Stand ein Feiertag unserer Nachbarn an, die eine andere Konfession hatten, besorgten wir eine Schachtel Schokolade. Wir Kinder zogen unsere feinsten Sachen an und auch unsere Eltern waren dem Anlass entsprechend gekleidet. Meist besuchten wir die Nachbarn in Rudeln: Tanten, Onkel, Oma, Opa, alle waren dabei.
Würden heute in der Türkei so viele Menschen vor der Tür einer armenischen oder jüdischen Familie erscheinen, würden die Bewohner die Wohnung wahrscheinlich verbarrikadieren oder den Hinterausgang nehmen und abhauen. Andere Zeiten eben.
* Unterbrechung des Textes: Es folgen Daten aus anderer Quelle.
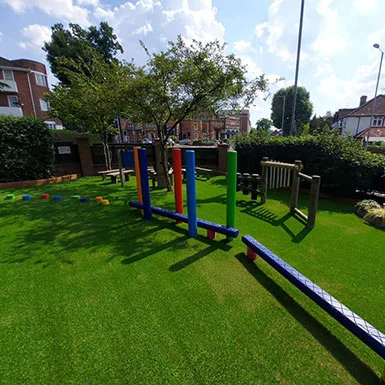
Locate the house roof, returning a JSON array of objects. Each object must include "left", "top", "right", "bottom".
[
  {"left": 347, "top": 94, "right": 385, "bottom": 117},
  {"left": 355, "top": 126, "right": 385, "bottom": 139},
  {"left": 0, "top": 57, "right": 17, "bottom": 67},
  {"left": 336, "top": 108, "right": 355, "bottom": 120}
]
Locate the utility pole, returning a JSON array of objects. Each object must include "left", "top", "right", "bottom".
[{"left": 290, "top": 0, "right": 305, "bottom": 136}]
Da wir damals die Schuhe – wie in der Türkei üblich – an der Wohnungstür auszogen, kam ich mir ziemlich nackt vor. Wozu die schicken Sachen anziehen, wenn man dann am Ende mit den Socken dasteht? Besonders Männer mit Anzug, sehen ganz ulkig aus, wenn sie in voller Montur aber mit Socken dastehen. Setzt du auf Charisma, darfst du die Schuhe nicht ausziehen!
Es waren schöne Zeiten, in denen die Menschen sich noch herzlich begegneten. Sicher gab es Ecken im Land, wo das anders war, aber so lief es bei den meisten Istanbuler Familien. Wir begegneten uns auf Augenhöhe. Während wir zu Besuch bei unseren jüdischen Nachbarn waren, ich mit Izhak und Stella im Garten spielte und um das Haus lief, waren wir die glücklichsten Kinder. Wir Kinder merkten es nicht, aber irgendwie müssen die Zeiten für unsere Nachbarn rauer geworden sein. Zuerst zogen unsere Freunde weg, dann verließ uns unsere Stadt. Das Grün Istanbuls musste dem Beton Platz machen. Es war nicht mehr unser Istanbul, wie wir es kannten.